Des sources proches des discussions avaient indiqué lundi que le gouvernement devrait annoncer des mesures d’économies pouvant aller jusqu’à 6 milliards d’euros. La guerre au Moyen-Orient a entraîné une hausse des taux d’intérêt et donc de la charge de la dette, pour un coût actuellement « autour de 3,6 milliards d’euros », a rappelé Roland Lescure mardi.

Tout nouvelle dépense équivaudrait à « une annulation d’une dépense prévue »

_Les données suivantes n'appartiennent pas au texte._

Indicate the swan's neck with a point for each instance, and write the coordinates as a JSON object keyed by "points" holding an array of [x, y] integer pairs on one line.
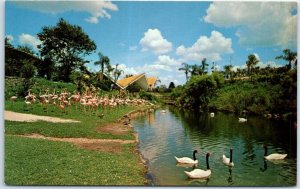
{"points": [[194, 156], [230, 156], [266, 151], [207, 163]]}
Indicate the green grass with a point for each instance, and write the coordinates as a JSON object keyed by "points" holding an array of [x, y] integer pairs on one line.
{"points": [[41, 162], [86, 128]]}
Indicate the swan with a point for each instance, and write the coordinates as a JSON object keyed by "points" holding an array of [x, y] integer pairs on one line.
{"points": [[199, 173], [228, 161], [187, 160], [242, 120], [274, 156]]}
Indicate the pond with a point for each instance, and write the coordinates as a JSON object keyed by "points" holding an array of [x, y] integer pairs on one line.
{"points": [[163, 135]]}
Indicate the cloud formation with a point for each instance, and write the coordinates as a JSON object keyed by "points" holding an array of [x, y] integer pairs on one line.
{"points": [[206, 47], [257, 23], [154, 41], [10, 38], [97, 9], [27, 39], [167, 61]]}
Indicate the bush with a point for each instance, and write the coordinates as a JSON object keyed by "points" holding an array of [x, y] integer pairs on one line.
{"points": [[147, 96]]}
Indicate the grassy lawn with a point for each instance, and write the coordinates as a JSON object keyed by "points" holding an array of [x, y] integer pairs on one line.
{"points": [[40, 162], [86, 128]]}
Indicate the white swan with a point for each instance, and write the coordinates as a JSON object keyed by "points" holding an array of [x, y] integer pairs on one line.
{"points": [[187, 160], [199, 173], [274, 156], [242, 120], [228, 161]]}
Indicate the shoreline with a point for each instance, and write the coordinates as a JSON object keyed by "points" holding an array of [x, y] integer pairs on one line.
{"points": [[132, 115]]}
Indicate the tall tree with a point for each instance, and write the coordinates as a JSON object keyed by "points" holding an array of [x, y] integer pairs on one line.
{"points": [[186, 68], [204, 66], [195, 70], [117, 73], [228, 70], [7, 43], [251, 62], [103, 60], [172, 85], [289, 56], [66, 45]]}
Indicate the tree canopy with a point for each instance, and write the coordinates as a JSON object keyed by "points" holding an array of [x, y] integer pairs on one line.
{"points": [[65, 45]]}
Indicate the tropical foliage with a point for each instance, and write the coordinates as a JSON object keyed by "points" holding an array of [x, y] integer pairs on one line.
{"points": [[255, 90]]}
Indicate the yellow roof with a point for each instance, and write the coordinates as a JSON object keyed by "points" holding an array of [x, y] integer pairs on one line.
{"points": [[127, 81], [151, 81]]}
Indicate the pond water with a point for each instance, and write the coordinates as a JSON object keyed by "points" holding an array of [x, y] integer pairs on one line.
{"points": [[177, 133]]}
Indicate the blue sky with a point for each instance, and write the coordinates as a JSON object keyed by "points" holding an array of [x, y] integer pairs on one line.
{"points": [[156, 37]]}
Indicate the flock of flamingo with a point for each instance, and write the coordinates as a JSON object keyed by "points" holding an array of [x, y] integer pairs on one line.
{"points": [[88, 101]]}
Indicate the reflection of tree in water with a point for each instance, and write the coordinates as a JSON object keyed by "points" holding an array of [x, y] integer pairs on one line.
{"points": [[203, 182], [265, 166], [230, 180], [249, 151], [151, 118]]}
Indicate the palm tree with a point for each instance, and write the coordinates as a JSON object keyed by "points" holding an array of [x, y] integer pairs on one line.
{"points": [[204, 66], [103, 60], [109, 69], [227, 69], [117, 72], [186, 69], [251, 62], [195, 70], [289, 56]]}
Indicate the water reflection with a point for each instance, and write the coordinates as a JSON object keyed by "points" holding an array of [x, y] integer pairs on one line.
{"points": [[176, 133], [230, 180]]}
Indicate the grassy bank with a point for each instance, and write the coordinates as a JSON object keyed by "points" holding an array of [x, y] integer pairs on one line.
{"points": [[258, 98], [41, 162]]}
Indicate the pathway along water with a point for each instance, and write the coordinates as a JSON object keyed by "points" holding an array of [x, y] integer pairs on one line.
{"points": [[163, 135]]}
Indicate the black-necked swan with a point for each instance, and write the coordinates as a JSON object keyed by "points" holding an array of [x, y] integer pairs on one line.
{"points": [[228, 161], [199, 173], [187, 160], [274, 156]]}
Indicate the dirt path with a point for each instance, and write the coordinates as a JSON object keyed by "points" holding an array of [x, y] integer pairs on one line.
{"points": [[15, 116], [104, 145]]}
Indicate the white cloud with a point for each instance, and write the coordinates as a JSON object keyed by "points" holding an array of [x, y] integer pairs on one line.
{"points": [[133, 48], [27, 39], [259, 64], [206, 47], [93, 20], [166, 60], [155, 42], [258, 23], [10, 38], [95, 8], [269, 63]]}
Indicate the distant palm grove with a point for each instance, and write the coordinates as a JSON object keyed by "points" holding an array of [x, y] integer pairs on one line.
{"points": [[61, 57], [62, 53], [265, 91]]}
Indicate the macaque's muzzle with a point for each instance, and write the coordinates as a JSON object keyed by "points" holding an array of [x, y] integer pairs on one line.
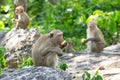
{"points": [[63, 44]]}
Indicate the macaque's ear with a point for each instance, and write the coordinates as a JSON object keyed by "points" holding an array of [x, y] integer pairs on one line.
{"points": [[51, 35]]}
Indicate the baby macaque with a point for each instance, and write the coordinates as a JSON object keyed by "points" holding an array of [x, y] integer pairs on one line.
{"points": [[23, 19], [95, 38], [47, 49]]}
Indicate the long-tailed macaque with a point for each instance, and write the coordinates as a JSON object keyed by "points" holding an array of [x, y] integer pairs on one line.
{"points": [[20, 3], [95, 39], [23, 19], [47, 49], [69, 48]]}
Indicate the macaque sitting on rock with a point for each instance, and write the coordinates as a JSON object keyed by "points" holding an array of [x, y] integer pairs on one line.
{"points": [[47, 49], [23, 20], [95, 38]]}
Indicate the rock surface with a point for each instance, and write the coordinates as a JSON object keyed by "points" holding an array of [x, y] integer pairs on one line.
{"points": [[18, 44], [35, 73]]}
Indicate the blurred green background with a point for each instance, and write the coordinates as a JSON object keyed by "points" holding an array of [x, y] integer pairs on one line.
{"points": [[70, 16]]}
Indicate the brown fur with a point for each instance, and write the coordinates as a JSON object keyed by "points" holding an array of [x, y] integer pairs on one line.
{"points": [[95, 38], [69, 48], [46, 49]]}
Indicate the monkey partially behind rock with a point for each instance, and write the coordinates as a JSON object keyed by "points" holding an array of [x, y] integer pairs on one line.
{"points": [[95, 38], [47, 49], [23, 19]]}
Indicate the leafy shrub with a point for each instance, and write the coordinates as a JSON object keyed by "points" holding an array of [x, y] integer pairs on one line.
{"points": [[2, 60], [87, 76], [62, 66]]}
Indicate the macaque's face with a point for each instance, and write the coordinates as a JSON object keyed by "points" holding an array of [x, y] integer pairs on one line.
{"points": [[19, 10], [57, 37], [91, 25]]}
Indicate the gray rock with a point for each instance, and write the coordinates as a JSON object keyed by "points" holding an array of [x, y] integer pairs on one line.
{"points": [[35, 73]]}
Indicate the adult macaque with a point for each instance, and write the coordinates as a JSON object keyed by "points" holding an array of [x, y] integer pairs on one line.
{"points": [[47, 49], [20, 3], [69, 48], [95, 39], [23, 19]]}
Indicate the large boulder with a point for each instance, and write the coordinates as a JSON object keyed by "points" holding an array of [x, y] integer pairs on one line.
{"points": [[18, 44], [35, 73]]}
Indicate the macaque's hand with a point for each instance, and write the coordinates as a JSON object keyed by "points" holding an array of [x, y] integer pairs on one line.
{"points": [[13, 20], [63, 44], [83, 40]]}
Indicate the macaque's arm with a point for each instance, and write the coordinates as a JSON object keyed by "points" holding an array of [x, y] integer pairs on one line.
{"points": [[52, 49], [91, 39]]}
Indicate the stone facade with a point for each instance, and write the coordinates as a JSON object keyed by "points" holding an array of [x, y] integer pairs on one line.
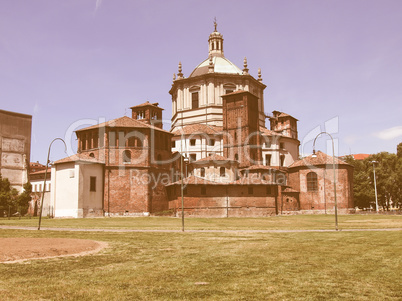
{"points": [[136, 157]]}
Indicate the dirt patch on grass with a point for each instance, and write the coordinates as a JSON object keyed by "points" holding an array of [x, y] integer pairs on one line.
{"points": [[21, 249]]}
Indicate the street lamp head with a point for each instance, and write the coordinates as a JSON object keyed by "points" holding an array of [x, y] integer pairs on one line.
{"points": [[314, 154]]}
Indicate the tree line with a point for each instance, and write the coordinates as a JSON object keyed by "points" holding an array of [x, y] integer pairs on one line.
{"points": [[11, 201], [388, 172]]}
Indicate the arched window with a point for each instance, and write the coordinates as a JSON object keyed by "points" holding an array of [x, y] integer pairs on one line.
{"points": [[126, 156], [312, 183], [223, 172]]}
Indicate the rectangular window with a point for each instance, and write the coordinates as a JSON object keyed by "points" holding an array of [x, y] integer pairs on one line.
{"points": [[194, 100], [92, 184], [282, 160]]}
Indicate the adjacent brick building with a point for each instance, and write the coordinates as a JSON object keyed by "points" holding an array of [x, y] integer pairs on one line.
{"points": [[231, 163]]}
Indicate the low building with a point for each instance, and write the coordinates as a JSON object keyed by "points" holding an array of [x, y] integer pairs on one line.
{"points": [[15, 147]]}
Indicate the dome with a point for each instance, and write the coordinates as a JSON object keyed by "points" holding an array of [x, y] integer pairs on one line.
{"points": [[221, 65]]}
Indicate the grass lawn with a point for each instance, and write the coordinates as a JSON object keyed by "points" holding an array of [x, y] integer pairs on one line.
{"points": [[215, 266], [292, 222]]}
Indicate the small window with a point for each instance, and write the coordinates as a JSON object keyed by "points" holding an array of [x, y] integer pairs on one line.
{"points": [[268, 160], [312, 182], [126, 156], [92, 184], [194, 100]]}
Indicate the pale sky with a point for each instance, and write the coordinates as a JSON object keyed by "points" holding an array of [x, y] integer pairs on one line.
{"points": [[335, 65]]}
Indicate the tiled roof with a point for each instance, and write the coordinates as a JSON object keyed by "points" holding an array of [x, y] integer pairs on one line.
{"points": [[360, 156], [198, 129], [155, 104], [288, 189], [321, 159], [122, 122], [79, 157]]}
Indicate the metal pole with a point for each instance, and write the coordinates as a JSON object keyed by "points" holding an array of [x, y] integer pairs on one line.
{"points": [[181, 170], [333, 166], [325, 196], [44, 183], [375, 188]]}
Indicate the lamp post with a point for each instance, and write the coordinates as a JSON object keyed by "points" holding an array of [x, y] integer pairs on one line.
{"points": [[333, 167], [44, 183], [375, 186]]}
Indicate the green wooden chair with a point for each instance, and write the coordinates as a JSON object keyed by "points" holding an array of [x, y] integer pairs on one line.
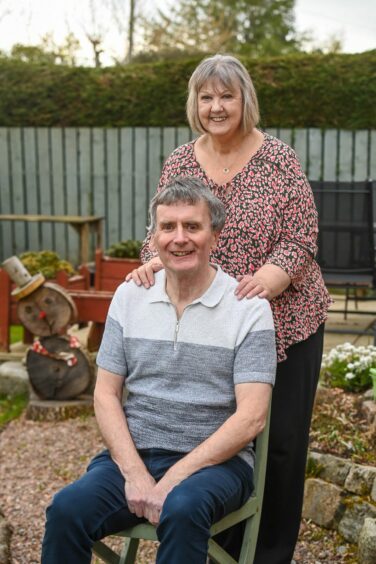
{"points": [[250, 513]]}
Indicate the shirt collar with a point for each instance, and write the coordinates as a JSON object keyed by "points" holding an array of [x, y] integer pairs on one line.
{"points": [[210, 298]]}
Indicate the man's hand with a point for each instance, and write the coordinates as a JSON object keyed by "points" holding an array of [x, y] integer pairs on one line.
{"points": [[137, 492], [156, 499], [144, 274]]}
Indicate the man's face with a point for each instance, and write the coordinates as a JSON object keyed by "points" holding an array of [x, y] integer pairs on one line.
{"points": [[184, 237]]}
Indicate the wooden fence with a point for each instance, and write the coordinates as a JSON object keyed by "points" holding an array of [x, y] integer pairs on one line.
{"points": [[114, 173]]}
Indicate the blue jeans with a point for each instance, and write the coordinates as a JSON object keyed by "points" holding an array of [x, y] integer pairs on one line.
{"points": [[95, 507]]}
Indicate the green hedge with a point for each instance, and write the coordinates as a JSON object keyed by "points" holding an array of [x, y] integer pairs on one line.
{"points": [[296, 91]]}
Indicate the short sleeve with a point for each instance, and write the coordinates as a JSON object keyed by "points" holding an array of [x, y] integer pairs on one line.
{"points": [[256, 356], [111, 354]]}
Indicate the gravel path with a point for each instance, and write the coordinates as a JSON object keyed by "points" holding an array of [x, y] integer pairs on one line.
{"points": [[37, 459]]}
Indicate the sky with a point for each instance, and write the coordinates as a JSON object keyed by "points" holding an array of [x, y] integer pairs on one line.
{"points": [[351, 21]]}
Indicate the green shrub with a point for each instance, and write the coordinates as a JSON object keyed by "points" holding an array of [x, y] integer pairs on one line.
{"points": [[46, 262], [348, 367], [125, 249], [303, 90]]}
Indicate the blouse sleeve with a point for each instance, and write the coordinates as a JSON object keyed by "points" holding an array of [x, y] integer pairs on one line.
{"points": [[146, 254], [296, 246]]}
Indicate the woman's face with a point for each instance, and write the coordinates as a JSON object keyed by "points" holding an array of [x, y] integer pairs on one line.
{"points": [[220, 109]]}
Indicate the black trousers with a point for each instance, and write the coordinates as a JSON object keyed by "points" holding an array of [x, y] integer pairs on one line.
{"points": [[292, 404]]}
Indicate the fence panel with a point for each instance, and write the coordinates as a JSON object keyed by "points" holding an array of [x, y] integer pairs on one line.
{"points": [[115, 172]]}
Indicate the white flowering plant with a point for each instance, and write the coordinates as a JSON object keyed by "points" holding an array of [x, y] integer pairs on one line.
{"points": [[349, 367]]}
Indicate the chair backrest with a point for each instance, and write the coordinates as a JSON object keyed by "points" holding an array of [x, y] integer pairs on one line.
{"points": [[346, 233]]}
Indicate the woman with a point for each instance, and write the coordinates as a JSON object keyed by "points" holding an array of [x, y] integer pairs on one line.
{"points": [[269, 244]]}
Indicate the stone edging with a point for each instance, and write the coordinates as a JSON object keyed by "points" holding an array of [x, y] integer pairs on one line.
{"points": [[341, 495]]}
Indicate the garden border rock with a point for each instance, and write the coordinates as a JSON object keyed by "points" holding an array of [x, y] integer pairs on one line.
{"points": [[341, 495]]}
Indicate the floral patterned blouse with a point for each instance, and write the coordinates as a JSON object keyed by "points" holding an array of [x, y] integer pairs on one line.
{"points": [[271, 218]]}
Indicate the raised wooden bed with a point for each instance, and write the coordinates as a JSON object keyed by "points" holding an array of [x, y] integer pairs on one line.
{"points": [[110, 272]]}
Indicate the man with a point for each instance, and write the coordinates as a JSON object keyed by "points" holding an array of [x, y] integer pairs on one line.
{"points": [[199, 365]]}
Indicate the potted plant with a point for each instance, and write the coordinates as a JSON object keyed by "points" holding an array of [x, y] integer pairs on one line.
{"points": [[112, 268]]}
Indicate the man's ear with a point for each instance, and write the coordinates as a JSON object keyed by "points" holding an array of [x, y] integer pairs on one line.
{"points": [[152, 246], [216, 235]]}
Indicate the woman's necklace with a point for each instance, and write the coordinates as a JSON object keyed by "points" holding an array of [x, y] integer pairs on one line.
{"points": [[226, 169]]}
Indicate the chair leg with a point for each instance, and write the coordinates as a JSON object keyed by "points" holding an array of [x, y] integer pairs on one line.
{"points": [[248, 550], [129, 552]]}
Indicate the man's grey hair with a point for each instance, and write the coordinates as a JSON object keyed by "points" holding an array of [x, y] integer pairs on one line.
{"points": [[230, 72], [188, 190]]}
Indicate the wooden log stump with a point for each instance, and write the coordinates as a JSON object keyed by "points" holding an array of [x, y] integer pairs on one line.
{"points": [[56, 370], [52, 411]]}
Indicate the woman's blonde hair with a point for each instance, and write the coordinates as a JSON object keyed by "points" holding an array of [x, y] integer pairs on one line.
{"points": [[230, 72]]}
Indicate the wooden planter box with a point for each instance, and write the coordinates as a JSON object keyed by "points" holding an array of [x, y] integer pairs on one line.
{"points": [[110, 272]]}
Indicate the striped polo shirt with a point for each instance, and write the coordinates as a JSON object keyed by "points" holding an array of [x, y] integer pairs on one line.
{"points": [[180, 373]]}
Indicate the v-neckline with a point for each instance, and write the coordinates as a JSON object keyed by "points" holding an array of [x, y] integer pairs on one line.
{"points": [[223, 187]]}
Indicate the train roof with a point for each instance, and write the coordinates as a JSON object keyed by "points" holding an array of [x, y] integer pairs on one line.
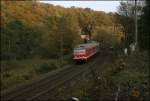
{"points": [[86, 45]]}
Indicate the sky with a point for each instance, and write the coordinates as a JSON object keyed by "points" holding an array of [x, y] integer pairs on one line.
{"points": [[106, 6]]}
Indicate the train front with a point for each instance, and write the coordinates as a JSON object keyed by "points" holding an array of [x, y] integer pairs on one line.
{"points": [[79, 52]]}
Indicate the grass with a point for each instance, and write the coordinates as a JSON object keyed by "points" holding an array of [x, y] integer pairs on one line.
{"points": [[131, 72], [14, 72]]}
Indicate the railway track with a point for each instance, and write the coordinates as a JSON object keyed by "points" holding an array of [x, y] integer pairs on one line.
{"points": [[41, 89]]}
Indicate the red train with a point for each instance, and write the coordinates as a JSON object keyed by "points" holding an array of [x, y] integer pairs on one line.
{"points": [[85, 51]]}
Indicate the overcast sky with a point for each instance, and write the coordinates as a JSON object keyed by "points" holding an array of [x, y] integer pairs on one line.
{"points": [[106, 6]]}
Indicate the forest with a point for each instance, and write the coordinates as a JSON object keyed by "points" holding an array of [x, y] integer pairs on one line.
{"points": [[32, 29], [35, 35]]}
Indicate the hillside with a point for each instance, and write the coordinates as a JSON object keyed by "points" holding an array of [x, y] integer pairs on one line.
{"points": [[33, 29]]}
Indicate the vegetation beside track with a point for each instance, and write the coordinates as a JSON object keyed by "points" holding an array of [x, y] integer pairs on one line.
{"points": [[15, 72], [129, 73]]}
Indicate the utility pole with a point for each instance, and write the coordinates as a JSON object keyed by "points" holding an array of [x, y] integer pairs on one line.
{"points": [[136, 31], [61, 39]]}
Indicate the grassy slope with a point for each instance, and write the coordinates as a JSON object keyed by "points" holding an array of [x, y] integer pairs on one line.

Le ministre des Comptes publics David Amiel et le ministre de l’Economie Roland lors d’une réunion du comité d’alerte des finances publiques, à Paris, le 21 avril 2024 © STEPHANE DE SAKUTIN / AFP

Au total, en prenant en compte aussi l’impact de l’inflation sur les allégements de cotisations sociales et les dépenses indexées prises en charge par l’État, ou encore les dépenses liées aux armées, « le coût total de cette crise pourrait donc représenter au moins 6 milliards d’euros, à date », a détaillé Sébastien Lecornu dans son courrier aux ministres.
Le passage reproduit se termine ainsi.